Dimanche 16 février 2020, stade Afonso Henriques à Guimaraes. Il est 19h45. Le match tourne à l’avantage du FC Porto. L’attaquant malien Moussa vient de marquer le deuxième but de l’équipe visiteuse. Dans la foulée il prend un carton jaune pour avoir célébré son but avec un siège jeté sur lui depuis les tribunes. La scène n’est pas du goût des spectateurs venus voir le Vitoria s’imposer chez lui. S’en suit une envolée de cris de singes, une bronca comme on en entend hélas trop souvent.

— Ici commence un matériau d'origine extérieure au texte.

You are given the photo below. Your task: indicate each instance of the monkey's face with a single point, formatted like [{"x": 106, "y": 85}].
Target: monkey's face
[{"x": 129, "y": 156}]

Devant cet emballement infernal de déchaînement raciste, Moussa Marega décide de quitter la pelouse. Ses camarades de club essaient bien de l’en dissuader, de le retenir contre son gré par le maillot. Rien n’y fait.« Avec les insultes, avec les cris de singes que je recevais, je ne pouvais pas rester sur cette pelouse. Ce n’était plus possible. Je ne pouvais pas rester sur cette pelouse » dira-t-il après la partie.
Sauf erreur de ma part, je n’ai pas souvenir d’une telle attitude. Les joueurs
africains ou d’origine africaine ont souvent été, depuis plusieurs décennies,
des proies faciles pour des prétendus supporters. Mais ils ont été au moins
aussi souvent été livrés à leur humiliation solitaire, l’intérêt de l’équipe
passant avant l’honorabilité du joueur. Le match s’est poursuivi jusqu’au coup
de sifflet final d’un arbitre qui n’a pas su prendre la bonne décision, pas
plus que les joueurs des deux camps qui auraient dû, tous ensemble, abandonner
le match.
L’événement n’a pas échappé aux plus hautes autorités du Portugal. Le président
de la République Marcelo Rebelo de Sousa, a mis en garde contre les conséquences
« dramatiques » du racisme et de la xénophobie. « Nous devons tous exprimer notre solidarité envers le joueur et le
refus total de ce type de comportement », a déclaré le Premier
ministre Antonio Costa. Les deux présidents, de la fédération et de la Ligue,
se sont dit déterminés à « tout faire pour que cet épisode de racisme
ne reste pas impuni ».
Le voisin espagnol, quelques jours auparavant avait vécu un événement un
peu identique avec les insultes racistes proférées à l’encontre d’Inaki
Williams, international espagnol d’origine ghanéenne. Lui n’a pas quitté le
terrain lors du match contre l’Espanyol de Barcelone mais les autorités du football
ont déclenché une enquête. Douze individus ont été identifiés comme les auteurs
des cris par le club catalan. Le nom de certains d’entre eux ont été
communiqués au club et à la police. On pourrait citer d’autres exemples.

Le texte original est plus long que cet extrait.